Stake holders are another issue. There is no way to understand stake holder buy in until you do an in depth observation study of the users and the business processes. From a developers/designers perspective as you have outlined the stake holders will be different with different buy in. As far as stock holders as a stake holder are concerned, not really. Maybe on paper and theory they are, but in actual real world not. They are very removed from the process and customer experience. The goals and needs for the customer have to come first in order to have user buy in. The Customer experience needs to be primary. If this happens then financial returns will follow with greater velocity, any way just some main points.

Customers drive competition, innovation and development, not the business. In this perspective the customer need and associated experiences need to be addressed first. Your example of TiVo is a good example of this. Innovation was their, but customer need wasn’t. Those who praised it were developer/designers that were perceived by the market norm as techy, and those who initially used the product and testified of its virtues were also techy outside the main identity niche intended for the product. The intended customer had no need for it and so competition and development were not driven. Only when a perceived need was established with the intended customer niche did this take place even if in a still somewhat conservative manner. In fact if I remember correctly they had to re-establish their market focus with a smaller intended target market in order to get a reasonable response.
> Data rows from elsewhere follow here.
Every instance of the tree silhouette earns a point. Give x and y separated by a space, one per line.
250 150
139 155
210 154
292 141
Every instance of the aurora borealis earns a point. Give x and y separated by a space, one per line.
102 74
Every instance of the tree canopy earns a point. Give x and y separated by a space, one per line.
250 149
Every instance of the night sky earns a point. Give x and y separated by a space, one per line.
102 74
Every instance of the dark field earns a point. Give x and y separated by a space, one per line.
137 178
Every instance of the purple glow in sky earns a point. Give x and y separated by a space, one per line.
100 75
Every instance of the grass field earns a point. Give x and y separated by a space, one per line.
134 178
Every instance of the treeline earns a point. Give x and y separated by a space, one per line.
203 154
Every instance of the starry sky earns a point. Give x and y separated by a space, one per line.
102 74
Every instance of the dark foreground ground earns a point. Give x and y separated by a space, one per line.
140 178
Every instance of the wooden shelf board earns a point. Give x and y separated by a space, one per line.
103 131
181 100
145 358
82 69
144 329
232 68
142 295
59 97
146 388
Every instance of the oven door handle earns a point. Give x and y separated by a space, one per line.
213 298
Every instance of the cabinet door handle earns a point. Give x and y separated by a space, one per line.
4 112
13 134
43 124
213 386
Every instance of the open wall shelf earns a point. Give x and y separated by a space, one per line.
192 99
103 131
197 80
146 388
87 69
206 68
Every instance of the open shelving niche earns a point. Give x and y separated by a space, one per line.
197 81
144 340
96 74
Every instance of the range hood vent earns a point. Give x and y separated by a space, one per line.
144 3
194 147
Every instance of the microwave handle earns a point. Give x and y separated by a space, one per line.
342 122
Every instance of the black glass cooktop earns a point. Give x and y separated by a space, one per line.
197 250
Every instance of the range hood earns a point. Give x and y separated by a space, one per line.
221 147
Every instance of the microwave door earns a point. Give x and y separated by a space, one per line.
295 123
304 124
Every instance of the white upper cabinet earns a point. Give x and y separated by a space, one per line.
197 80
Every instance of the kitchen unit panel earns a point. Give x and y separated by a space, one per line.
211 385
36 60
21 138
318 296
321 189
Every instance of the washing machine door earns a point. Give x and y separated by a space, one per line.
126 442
Hey Customers rule.

If your interested in a dialogue I'll be happy to add my perspective if you are interested. Keep up the good work. Whether I agree or not it is well written.


Wow, and thank you so much! I think I agree with you on most your points, I may have just not made myself clear in the chapter.

I agree that the relationships between customers and organizations are more complex and there are many more touchpoints than I've outlined. Defining them would take a whole book, or several. My goal for this chapter was to underscore for the book's audiences-- academics, designers and students--the intertwined relationship between designing human computer interactions and making products for organizations.

I don't think we're in disagreement about fieldwork. Implicit in my description, and maybe I need to make this clearer in the chapter, is that part of the process of understanding the customer is understanding their relationships with others. I'm not trying to suggest that only observing how people physically perform tasks is sufficient. It's not. Economic (and, some would argue, power) relationships are a huge, often implicit, part of any task. It's important to know what those relationships are when designing a way to support those relationships in the context of trying to sell a product which enables that support. (if that sentence makes any sense ;-)

I also completely agree that stated organizational and stakeholder goals are often at odds with actual long-term needs. Often, as an outsider to an organization, it's easier to see this. As a consultant, when I identify such mismatches, I try to talk companies and individuals in them into re-examining their goals. Unfortunately, that's something that not all people or organizations can do, or do well. Often, we have to work with the goals they have. Knowing those can adjust the goals for a product so that it satisfies someone, and it puts the role of running the business in the hands of the management, whose job it is. That doesn't mean that it's going to perfectly serve the real needs of the organization, but starting by working with an organization's stated desires is better, I feel, than working from neither stated goals or real needs. You gotta start somewhere, and you gotta trust your client to make the big decisions about their company.

Thank you, again, for your thoughtful and insightful comments.